法人名/農園名:阿江牧場Sunset Farm
農園所在地:北海道久遠郡せたな町
就農年数:2021年〜
生産品目:酪農
Facebook:阿江牧場

no239

地域おこし協力隊として酪農ヘルパーから就農。移住者を歓迎し、応援するせたな町

■プロフィール

 兵庫県神戸市の教員家庭という農業とは無縁の環境で育つ。机に座って勉強するより、野外で実習するのが好きだったので、家族に勧められてオープンキャンパスに訪れた兵庫県立農業高校に進学。

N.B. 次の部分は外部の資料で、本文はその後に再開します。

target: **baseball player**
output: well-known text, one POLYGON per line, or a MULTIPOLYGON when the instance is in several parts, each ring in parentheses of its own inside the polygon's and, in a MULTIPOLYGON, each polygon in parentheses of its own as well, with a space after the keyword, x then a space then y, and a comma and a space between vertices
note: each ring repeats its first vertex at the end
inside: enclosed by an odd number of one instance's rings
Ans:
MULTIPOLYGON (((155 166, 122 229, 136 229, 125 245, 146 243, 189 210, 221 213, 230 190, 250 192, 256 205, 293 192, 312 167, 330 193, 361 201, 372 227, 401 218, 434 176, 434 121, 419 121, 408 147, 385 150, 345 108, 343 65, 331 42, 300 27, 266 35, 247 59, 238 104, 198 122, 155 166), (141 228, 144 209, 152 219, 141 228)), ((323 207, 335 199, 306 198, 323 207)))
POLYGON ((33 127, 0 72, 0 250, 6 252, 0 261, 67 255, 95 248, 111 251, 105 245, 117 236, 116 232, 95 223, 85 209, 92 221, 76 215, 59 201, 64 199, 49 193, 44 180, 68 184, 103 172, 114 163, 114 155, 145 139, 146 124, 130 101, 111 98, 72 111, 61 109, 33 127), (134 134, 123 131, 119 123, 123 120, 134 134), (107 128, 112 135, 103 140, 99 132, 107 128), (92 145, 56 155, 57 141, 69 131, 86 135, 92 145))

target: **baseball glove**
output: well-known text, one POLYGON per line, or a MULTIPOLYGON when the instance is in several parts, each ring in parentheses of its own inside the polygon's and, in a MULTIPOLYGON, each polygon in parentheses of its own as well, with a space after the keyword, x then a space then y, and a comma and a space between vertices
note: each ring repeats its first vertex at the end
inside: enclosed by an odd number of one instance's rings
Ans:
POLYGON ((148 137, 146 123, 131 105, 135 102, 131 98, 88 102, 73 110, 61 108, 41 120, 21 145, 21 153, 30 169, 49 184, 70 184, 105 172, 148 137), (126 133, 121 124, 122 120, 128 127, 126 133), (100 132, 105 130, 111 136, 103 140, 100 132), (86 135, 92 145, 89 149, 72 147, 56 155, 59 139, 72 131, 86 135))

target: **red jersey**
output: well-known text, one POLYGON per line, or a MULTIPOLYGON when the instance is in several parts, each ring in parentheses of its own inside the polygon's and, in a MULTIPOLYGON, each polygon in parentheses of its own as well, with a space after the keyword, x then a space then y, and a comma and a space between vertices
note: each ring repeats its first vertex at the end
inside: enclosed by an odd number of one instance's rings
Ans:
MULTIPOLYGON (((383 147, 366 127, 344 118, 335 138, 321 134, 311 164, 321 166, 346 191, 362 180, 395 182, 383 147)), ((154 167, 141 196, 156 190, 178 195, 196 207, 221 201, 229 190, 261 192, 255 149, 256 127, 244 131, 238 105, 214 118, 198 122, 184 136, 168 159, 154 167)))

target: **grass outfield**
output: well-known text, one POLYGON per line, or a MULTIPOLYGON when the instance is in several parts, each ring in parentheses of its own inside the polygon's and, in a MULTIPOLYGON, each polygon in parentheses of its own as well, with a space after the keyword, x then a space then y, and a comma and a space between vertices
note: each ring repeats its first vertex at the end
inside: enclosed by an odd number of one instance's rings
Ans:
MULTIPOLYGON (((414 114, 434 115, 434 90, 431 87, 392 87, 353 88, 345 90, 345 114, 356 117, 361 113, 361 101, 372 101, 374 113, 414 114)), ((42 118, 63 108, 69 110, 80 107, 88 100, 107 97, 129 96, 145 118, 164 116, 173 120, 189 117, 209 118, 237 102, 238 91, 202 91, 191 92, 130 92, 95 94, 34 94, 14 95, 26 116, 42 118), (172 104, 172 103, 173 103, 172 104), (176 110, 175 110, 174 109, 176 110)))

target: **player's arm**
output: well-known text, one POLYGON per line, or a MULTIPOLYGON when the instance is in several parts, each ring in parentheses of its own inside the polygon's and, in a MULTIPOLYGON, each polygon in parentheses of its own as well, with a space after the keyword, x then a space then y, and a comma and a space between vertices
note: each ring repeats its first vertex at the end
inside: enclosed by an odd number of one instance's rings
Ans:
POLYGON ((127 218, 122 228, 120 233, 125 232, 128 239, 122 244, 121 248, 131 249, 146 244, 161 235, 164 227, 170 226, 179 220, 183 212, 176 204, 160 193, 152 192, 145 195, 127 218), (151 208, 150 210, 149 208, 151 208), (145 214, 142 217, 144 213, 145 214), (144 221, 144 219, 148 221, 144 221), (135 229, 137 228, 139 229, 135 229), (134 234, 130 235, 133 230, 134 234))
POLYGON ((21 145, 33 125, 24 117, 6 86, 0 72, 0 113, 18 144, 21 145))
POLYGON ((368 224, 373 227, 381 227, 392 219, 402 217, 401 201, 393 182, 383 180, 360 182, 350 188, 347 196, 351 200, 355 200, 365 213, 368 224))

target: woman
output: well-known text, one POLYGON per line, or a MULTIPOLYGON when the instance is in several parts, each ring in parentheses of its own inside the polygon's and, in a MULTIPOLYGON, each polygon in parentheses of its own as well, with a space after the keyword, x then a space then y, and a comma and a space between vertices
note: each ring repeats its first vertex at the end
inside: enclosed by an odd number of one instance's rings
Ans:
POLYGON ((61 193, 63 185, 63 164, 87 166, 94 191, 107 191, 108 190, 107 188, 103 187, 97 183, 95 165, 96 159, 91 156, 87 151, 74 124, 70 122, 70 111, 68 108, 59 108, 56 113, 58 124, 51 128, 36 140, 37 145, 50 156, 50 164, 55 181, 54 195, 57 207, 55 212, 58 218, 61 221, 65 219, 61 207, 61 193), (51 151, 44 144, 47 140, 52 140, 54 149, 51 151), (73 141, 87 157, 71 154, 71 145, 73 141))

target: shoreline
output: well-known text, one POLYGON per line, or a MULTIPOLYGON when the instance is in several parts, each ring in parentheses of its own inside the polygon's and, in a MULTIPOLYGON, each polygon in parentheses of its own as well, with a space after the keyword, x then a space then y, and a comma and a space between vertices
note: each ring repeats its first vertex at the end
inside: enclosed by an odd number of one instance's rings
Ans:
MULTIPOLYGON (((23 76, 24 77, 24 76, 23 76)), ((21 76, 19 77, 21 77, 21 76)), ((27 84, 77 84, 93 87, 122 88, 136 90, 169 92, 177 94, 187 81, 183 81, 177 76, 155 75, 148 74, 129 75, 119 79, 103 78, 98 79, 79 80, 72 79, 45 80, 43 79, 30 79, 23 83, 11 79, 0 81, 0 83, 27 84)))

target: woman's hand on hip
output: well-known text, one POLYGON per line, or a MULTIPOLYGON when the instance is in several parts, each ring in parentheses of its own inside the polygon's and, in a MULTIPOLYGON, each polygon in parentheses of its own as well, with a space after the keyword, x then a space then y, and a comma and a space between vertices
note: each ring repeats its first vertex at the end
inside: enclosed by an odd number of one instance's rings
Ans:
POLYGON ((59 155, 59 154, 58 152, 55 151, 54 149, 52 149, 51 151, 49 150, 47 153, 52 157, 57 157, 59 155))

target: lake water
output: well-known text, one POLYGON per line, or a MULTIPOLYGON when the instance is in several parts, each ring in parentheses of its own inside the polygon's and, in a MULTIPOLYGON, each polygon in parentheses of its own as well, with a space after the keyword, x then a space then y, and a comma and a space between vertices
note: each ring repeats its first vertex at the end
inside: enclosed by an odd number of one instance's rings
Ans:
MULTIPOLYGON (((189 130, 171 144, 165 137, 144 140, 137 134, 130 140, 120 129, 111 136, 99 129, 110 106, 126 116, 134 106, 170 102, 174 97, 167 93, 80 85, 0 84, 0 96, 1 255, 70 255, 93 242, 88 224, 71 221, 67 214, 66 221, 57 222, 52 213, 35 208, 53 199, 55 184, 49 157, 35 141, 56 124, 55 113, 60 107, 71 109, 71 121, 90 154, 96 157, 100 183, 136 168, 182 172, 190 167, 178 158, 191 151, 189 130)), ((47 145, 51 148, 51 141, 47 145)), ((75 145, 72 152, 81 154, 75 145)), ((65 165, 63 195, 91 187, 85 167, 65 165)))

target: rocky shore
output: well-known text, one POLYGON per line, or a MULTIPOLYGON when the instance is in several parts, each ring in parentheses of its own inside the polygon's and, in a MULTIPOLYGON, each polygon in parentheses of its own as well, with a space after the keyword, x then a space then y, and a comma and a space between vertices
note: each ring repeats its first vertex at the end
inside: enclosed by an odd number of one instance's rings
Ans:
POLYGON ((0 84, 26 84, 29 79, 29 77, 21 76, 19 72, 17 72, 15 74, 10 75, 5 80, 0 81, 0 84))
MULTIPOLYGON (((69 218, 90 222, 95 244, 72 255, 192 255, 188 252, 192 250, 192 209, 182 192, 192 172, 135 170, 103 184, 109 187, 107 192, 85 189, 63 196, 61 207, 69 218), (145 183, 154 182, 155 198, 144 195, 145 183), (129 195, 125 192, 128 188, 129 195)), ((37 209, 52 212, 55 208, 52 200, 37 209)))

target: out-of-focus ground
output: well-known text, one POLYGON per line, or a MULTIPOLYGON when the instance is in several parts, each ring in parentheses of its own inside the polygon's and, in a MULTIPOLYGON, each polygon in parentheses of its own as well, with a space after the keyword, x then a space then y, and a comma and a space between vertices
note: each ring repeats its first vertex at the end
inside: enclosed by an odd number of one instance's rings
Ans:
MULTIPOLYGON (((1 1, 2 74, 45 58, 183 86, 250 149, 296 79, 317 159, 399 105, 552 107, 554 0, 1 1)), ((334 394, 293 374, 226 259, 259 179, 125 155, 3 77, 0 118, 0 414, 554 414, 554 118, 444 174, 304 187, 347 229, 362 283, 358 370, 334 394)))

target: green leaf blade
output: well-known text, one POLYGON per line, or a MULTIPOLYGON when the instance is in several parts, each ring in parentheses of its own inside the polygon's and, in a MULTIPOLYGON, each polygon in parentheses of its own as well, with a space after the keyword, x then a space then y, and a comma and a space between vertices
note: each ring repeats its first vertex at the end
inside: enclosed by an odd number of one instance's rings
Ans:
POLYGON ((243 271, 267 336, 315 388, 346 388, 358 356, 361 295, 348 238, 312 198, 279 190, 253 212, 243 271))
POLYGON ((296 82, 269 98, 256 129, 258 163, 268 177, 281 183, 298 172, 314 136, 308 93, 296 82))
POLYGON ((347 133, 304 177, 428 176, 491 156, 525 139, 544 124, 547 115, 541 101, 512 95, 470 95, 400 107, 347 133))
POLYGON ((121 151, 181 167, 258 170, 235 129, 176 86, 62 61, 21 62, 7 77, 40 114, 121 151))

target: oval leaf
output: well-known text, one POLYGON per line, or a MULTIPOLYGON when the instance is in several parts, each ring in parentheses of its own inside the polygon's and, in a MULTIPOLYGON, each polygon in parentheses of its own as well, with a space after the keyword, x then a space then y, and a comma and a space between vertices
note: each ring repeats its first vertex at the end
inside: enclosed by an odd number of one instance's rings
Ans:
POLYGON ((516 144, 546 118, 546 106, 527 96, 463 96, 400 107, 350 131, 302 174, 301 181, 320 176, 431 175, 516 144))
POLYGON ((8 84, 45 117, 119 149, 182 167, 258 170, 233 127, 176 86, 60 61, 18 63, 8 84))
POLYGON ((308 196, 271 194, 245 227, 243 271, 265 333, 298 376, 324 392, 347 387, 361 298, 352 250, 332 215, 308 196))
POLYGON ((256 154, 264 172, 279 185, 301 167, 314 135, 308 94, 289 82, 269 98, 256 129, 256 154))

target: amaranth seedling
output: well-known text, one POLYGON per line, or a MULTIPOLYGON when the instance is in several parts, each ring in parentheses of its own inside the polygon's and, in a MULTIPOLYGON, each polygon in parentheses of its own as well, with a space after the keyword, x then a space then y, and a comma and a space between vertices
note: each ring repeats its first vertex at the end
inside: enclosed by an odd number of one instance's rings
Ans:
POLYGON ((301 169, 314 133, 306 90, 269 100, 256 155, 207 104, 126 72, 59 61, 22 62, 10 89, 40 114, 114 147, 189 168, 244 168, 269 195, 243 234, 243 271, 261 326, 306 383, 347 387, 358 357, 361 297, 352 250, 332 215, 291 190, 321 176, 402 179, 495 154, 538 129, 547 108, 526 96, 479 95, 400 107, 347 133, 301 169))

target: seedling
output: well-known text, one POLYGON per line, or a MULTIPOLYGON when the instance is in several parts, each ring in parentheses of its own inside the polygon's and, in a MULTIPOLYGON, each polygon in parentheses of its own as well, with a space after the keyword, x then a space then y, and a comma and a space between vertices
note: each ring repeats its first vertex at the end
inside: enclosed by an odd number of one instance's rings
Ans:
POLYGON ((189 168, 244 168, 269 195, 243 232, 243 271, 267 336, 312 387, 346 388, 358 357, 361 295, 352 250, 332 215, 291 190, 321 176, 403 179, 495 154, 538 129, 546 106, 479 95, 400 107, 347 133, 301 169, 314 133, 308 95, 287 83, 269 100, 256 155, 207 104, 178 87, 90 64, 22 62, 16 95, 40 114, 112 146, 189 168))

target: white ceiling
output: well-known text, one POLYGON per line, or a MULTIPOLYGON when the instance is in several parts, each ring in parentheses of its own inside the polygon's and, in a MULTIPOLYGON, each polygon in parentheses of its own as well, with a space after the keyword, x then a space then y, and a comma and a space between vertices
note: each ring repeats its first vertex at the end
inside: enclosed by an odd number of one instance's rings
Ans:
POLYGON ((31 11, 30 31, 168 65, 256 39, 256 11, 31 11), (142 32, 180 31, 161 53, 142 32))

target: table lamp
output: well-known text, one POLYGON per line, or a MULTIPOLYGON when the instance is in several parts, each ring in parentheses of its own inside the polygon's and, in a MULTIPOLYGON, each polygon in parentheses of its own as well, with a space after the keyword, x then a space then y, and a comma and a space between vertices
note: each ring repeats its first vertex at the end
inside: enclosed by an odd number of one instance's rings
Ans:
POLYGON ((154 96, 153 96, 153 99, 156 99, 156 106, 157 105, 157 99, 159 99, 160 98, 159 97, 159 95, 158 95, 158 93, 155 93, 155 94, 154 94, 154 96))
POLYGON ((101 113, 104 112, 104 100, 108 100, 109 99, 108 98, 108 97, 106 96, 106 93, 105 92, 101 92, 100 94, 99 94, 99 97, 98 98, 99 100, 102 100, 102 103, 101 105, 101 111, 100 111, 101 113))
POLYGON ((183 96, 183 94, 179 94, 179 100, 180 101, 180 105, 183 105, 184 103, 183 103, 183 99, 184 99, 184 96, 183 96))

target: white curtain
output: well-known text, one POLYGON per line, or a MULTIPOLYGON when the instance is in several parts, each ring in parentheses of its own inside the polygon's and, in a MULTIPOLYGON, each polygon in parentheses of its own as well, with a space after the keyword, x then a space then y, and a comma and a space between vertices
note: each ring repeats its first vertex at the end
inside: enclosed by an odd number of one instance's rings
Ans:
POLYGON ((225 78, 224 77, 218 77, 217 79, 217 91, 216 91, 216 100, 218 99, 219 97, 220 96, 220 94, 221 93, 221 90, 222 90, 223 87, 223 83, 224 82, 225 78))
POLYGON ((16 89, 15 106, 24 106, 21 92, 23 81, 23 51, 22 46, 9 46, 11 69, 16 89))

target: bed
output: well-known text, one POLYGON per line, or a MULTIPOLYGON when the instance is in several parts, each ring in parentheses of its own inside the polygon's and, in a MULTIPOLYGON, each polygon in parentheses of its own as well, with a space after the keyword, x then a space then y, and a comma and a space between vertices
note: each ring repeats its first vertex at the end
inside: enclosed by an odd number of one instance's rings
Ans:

 学科選択の際、作物を生産する耕種農業も選択肢にあったが、「農家の生まれじゃなければ就農は難しいんだろうな」という誤った思い込みがあった。そこで幼い頃から動物好きということもあって、畜産学科へ──。

 卒業後は漠然とした憧れを抱いていた北海道江別市の酪農学園大学の酪農学部酪農学科(現:サスティナブルデイリーシステム研究室)に進学し、「土づくり、草づくり、牛づくり」を基本に、持続可能な酪農について学ぶ。

 大学を卒業後は、一般社団法人ジェネティクス北海道に就職し、担当する十勝地方で5年にわたって牛の人工授精用凍結精液の販売営業を担当。その後、当別町の酪農資材会社「ファームエイジ株式会社」に転職し、のちに妻となるうつきさんと出会う。

 学生時代の先輩が住むせたな町を訪れたことがきっかけで、町の魅力に気づき、妻と2人で「せたな町移住定住体験ツアー」に参加したのち、2019年春に移住。地域おこし協力隊に参加して、2019年4月〜2021年3月まで酪農ヘルパー(※)として活動。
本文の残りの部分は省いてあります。